Dans un courrier aux associations d’élus en date du 27 janvier dernier, Stanislas Guerini a confirmé le maintien sur les quatre prochaines années de ce financement. Pour autant, cette avancée obtenue par les employeurs territoriaux doit être tempérée, d’une part, par le fait qu’elle ne revient pas sur la remise en cause de la pérennité du financement mais qu’elle constitue une garantie de financement jusqu’en 2025 et, d’autre part et surtout, car elle ne concerne que le financement de l’Etat et non celui de France Compétences.

Un dispositif qui demeurerait amputé par la disparition progressive du soutien de France Compétences ne dispenserait malheureusement pas les employeurs territoriaux de reconsidérer sensiblement à la baisse le dimensionnement de l’accompagnement actuel – qui porte sur un total de 12 000 apprentis au sein des collectivités territoriales – à contre-courant du discours du Gouvernement sur cette voie et des mesures de soutien qu’il promeut par ailleurs auprès des employeurs privés.

Vers une voie d’accès dédiée aux apprentis

La mise en place d’une voie d’accès à la fonction publique dédiée aux apprentis constitue une revendication de longue date des employeurs territoriaux. Celle-ci figurait en bonne place des préconisations du rapport Icard-Laurent-Desforges remis en février 2022 sur l’attractivité de la fonction publique territoriale. Dans son courrier du 27 janvier dernier et comme il a eu l’occasion de l’évoquer lors de son intervention à l’Institut régional d’administration (IRA) de Nantes le 1er février dernier, Stanislas GUERINI a annoncé l’intention du Gouvernement d’aller vers la mise en place d’une telle voie, qui consacrerait l’apprentissage comme un vecteur de pré-recrutement.

Si cette annonce va dans le bon sens, elle ne saurait évidemment être perçue comme « la » solution aux enjeux de fidélisation et de capitalisation des talents des jeunes comme France urbaine avait eu l’occasion de le souligner dans sa contribution remise en décembre 2021 au rapport Icard-Laurent-Desforges. De surcroît, elle ne saurait davantage constituer la justification d’un retrait progressif de l’Etat de tout financement.

Une justification à l’appui du retrait progressif de l’Etat ?

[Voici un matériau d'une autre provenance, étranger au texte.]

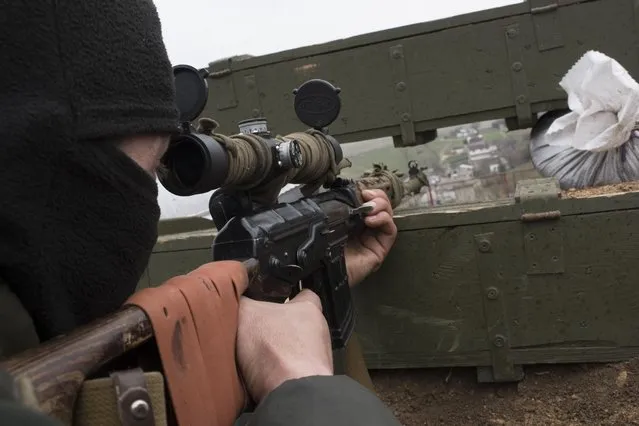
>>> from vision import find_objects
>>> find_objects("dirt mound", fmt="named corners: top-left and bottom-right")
top-left (563, 181), bottom-right (639, 198)
top-left (371, 360), bottom-right (639, 425)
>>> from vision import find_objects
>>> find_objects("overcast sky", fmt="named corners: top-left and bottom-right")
top-left (152, 0), bottom-right (522, 218)
top-left (154, 0), bottom-right (521, 69)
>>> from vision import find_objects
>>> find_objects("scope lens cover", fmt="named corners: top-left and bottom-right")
top-left (173, 64), bottom-right (209, 122)
top-left (293, 79), bottom-right (341, 129)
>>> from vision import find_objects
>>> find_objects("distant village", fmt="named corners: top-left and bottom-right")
top-left (341, 119), bottom-right (539, 210)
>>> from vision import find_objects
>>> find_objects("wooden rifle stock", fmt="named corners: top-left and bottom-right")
top-left (0, 258), bottom-right (260, 424)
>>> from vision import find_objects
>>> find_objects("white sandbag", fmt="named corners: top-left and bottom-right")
top-left (530, 51), bottom-right (639, 189)
top-left (531, 127), bottom-right (639, 189)
top-left (545, 50), bottom-right (639, 152)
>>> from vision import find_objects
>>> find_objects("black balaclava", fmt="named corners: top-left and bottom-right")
top-left (0, 1), bottom-right (179, 340)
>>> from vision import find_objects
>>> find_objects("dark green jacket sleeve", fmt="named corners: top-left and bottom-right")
top-left (249, 375), bottom-right (401, 426)
top-left (0, 401), bottom-right (63, 426)
top-left (0, 370), bottom-right (62, 426)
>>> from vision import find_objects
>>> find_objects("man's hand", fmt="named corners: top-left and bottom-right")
top-left (345, 189), bottom-right (397, 287)
top-left (236, 188), bottom-right (396, 403)
top-left (236, 289), bottom-right (333, 403)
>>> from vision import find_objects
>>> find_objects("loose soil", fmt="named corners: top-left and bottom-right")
top-left (563, 181), bottom-right (639, 199)
top-left (370, 360), bottom-right (639, 425)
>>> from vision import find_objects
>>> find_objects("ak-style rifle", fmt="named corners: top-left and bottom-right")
top-left (0, 65), bottom-right (404, 425)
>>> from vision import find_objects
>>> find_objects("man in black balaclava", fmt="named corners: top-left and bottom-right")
top-left (0, 1), bottom-right (401, 425)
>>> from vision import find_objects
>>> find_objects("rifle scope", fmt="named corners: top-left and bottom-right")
top-left (159, 64), bottom-right (344, 197)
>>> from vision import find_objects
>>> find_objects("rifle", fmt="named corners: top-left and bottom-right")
top-left (0, 65), bottom-right (404, 425)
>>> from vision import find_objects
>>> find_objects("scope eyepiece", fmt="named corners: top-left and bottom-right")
top-left (159, 133), bottom-right (230, 196)
top-left (159, 64), bottom-right (231, 196)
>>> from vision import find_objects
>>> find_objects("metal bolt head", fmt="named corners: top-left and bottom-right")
top-left (512, 62), bottom-right (523, 72)
top-left (493, 335), bottom-right (506, 348)
top-left (252, 108), bottom-right (261, 117)
top-left (478, 240), bottom-right (491, 253)
top-left (396, 82), bottom-right (406, 91)
top-left (516, 95), bottom-right (527, 104)
top-left (401, 113), bottom-right (411, 122)
top-left (130, 399), bottom-right (150, 420)
top-left (507, 28), bottom-right (518, 38)
top-left (486, 287), bottom-right (499, 300)
top-left (392, 50), bottom-right (402, 59)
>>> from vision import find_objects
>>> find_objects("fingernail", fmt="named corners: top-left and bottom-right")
top-left (362, 201), bottom-right (376, 210)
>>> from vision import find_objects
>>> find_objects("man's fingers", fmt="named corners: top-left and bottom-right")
top-left (362, 196), bottom-right (392, 217)
top-left (362, 189), bottom-right (389, 205)
top-left (364, 211), bottom-right (397, 236)
top-left (361, 188), bottom-right (386, 199)
top-left (288, 288), bottom-right (322, 310)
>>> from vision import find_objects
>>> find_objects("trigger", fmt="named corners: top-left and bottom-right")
top-left (289, 281), bottom-right (302, 300)
top-left (279, 264), bottom-right (303, 282)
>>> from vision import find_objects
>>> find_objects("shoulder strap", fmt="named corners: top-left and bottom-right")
top-left (0, 277), bottom-right (40, 358)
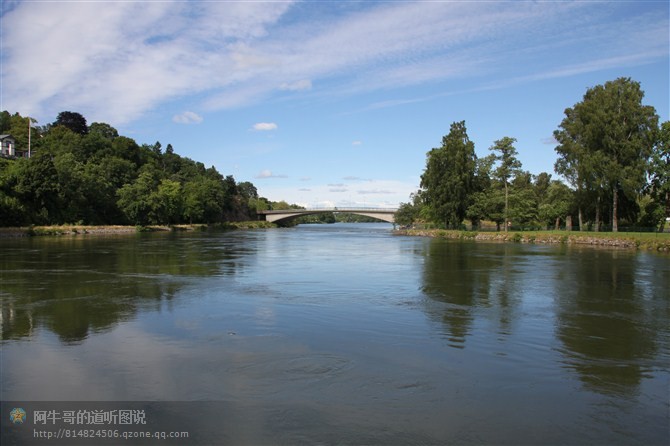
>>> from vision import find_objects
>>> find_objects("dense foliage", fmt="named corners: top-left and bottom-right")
top-left (402, 78), bottom-right (668, 232)
top-left (420, 121), bottom-right (476, 229)
top-left (0, 111), bottom-right (271, 226)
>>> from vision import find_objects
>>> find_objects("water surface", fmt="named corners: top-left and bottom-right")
top-left (1, 224), bottom-right (668, 444)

Or les propos du Gouvernement à cet égard sont de nature à faire craindre un tel rapprochement. En effet, dans son courrier, Stanislas Guerini s’inscrit explicitement dans une approche transitoire : « C’est dans cette perspective [NDLR : celle de créer une voie d’accès dédiée aux apprentis] qu’il [le Gouvernement] lui paraît légitime de maintenir inchangé son soutien financier jusqu’en 2025, de sorte de rendre possible tant l’adaptation du cadre juridique nécessaire que l’anticipation et l’intégration par la fonction publique territoriale de ce nouveau levier de recrutement et de pourvoi de leurs emplois permanents. »

La vigilance est d’autant plus de mise que telle n’est pas la première fois que le Gouvernement établit un lien entre la légitimité du maintien de son financement de l’apprentissage et le fait que ce dernier constituerait déjà une voie de pré-recrutement dans les collectivités, sans pour autant pouvoir appuyer cette affirmation sur la moindre statistique.
Or, non seulement opérer ce lien est contestable mais c’est surtout faire fi du rôle très positif des employeurs territoriaux, qui contribuent aussi à former des jeunes au bénéfice des entreprises, par-delà leurs seuls besoins de recrutement.